The following sections describe the concept of DB2 consortium and provide a correct understanding of DB2 consortium. We all know that collocation is used to place rows in different tables of the same database partition. The parallel table enables DB2 to use the connection policy more effectively.
You may find that as a response to a specific query, two or more tables provide data frequently. In this case, you want the data in such a table to be as close as possible. In an environment where a database is physically divided into two or more database partitions, there must be a way to keep the table shards as close as possible. The function to complete this process is called the Union of tables DB2.
When accessing multiple tables used for connection or subquery, DB2 (R) Universal Database (DB2 UDB) can identify whether the data to be connected is located in the same database partition. Therefore, DB2 can execute connections or subqueries on the database partition where data is stored without moving data between database partitions. This ability to locally execute connections or subqueries has significant performance advantages.
To enable the DB2 union, the table must:
In the same database partition group, and this database partition group cannot be in the redistribution period. (During the redistribution period, tables in the database partition group may use different partition mappings-they are not collocated .)
The partition key contains the same number of columns.
The corresponding column of the partition key is partition compatible.
If a table is in a single-partition database partition group and the Partition Block is defined on the same partition where the other table is located, the Union can also occur.
Summary:
Data types that can be hashed, such as int, char, and varchar, are compatible with partitions. data types such as LOB and LF cannot be hashed.
For db2. for example, I have two tables A and B, where A contains column c1 int, c2 char, and B contains c1 varchar and c2 int.
Then Table A is partitioned by c1, and table B is partitioned by c2. That is to say, when you insert A row of data to Table. c1 is hashed, and then the number of partitions is modeled to insert new data into the corresponding partition.
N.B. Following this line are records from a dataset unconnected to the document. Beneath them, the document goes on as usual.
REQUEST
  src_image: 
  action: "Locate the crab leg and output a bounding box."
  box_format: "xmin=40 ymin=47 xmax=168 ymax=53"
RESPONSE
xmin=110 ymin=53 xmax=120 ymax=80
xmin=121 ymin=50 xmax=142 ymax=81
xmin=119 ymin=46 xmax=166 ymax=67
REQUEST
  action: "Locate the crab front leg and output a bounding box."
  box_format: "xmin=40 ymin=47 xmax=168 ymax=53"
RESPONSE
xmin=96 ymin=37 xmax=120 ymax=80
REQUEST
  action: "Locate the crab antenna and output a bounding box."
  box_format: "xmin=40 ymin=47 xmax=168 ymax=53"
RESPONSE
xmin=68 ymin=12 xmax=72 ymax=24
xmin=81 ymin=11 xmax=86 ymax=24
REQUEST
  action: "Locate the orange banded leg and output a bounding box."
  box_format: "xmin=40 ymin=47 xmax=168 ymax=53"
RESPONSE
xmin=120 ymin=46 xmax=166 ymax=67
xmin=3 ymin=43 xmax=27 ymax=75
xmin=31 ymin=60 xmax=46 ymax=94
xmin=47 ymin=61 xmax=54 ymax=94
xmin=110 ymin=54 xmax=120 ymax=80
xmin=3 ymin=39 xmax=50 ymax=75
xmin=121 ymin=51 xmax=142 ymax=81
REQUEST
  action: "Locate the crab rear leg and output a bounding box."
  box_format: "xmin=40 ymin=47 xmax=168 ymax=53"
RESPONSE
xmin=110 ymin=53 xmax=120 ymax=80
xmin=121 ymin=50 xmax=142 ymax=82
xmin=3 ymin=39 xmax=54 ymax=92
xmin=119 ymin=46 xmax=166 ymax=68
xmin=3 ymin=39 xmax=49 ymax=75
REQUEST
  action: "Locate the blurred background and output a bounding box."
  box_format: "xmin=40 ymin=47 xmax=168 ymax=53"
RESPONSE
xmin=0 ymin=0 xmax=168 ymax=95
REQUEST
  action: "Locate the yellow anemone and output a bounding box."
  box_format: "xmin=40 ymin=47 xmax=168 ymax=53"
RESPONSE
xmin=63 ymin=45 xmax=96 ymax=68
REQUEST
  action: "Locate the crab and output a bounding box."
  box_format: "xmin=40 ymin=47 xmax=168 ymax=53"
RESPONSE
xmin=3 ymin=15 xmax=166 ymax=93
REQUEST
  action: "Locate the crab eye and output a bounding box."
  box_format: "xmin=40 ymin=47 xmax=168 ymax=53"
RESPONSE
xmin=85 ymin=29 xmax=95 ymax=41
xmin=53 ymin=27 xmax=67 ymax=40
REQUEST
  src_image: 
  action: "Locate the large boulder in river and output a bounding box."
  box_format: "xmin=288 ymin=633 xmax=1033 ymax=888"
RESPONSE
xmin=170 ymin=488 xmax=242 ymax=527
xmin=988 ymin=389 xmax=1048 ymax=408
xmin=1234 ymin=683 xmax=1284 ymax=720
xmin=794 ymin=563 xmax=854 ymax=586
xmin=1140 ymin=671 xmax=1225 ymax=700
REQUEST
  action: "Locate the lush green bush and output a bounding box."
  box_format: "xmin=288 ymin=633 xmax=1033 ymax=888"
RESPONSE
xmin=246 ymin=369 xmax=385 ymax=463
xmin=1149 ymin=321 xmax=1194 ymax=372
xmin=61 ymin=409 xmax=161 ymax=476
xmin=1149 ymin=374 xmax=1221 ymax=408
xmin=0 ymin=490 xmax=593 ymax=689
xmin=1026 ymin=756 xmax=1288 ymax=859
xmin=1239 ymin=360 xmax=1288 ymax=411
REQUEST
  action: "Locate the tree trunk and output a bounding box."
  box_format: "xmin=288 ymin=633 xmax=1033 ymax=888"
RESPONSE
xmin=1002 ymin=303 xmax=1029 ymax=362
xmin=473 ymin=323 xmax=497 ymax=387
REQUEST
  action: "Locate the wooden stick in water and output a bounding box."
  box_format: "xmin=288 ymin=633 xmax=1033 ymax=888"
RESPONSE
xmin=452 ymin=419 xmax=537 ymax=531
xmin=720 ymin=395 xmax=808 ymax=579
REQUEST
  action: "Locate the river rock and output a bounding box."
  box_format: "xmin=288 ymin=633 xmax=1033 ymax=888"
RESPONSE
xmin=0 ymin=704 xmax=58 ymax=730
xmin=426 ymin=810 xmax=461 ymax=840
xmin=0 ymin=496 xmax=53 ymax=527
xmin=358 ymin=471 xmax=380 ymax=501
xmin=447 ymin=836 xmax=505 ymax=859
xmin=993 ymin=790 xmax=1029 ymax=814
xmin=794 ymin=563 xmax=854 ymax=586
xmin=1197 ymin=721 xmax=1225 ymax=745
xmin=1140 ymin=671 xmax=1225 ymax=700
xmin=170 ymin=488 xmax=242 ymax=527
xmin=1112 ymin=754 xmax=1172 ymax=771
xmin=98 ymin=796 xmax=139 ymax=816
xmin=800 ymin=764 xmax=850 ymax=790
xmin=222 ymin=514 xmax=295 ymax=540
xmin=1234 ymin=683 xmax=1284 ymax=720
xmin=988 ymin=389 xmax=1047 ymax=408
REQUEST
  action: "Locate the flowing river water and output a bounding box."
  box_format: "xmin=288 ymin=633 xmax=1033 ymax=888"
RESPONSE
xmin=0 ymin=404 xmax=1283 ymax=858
For Table B, the new data is for table B. c2 hash with the same algorithm.
In this way, when querying select * from c1, c2 where. c1 = B. in c2, because. c1 and B. c2 has the same data type and uses the same hash algorithm. If. c1 and B. c2 is equal, so they must be in the same partition. In this case, when performing the join operation, you do not need to move data in different intervals. Instead, you only need to return data to coord partition after the join operation in this partition.
The above content is an introduction to the parallel configuration of DB2. I hope you will have some gains.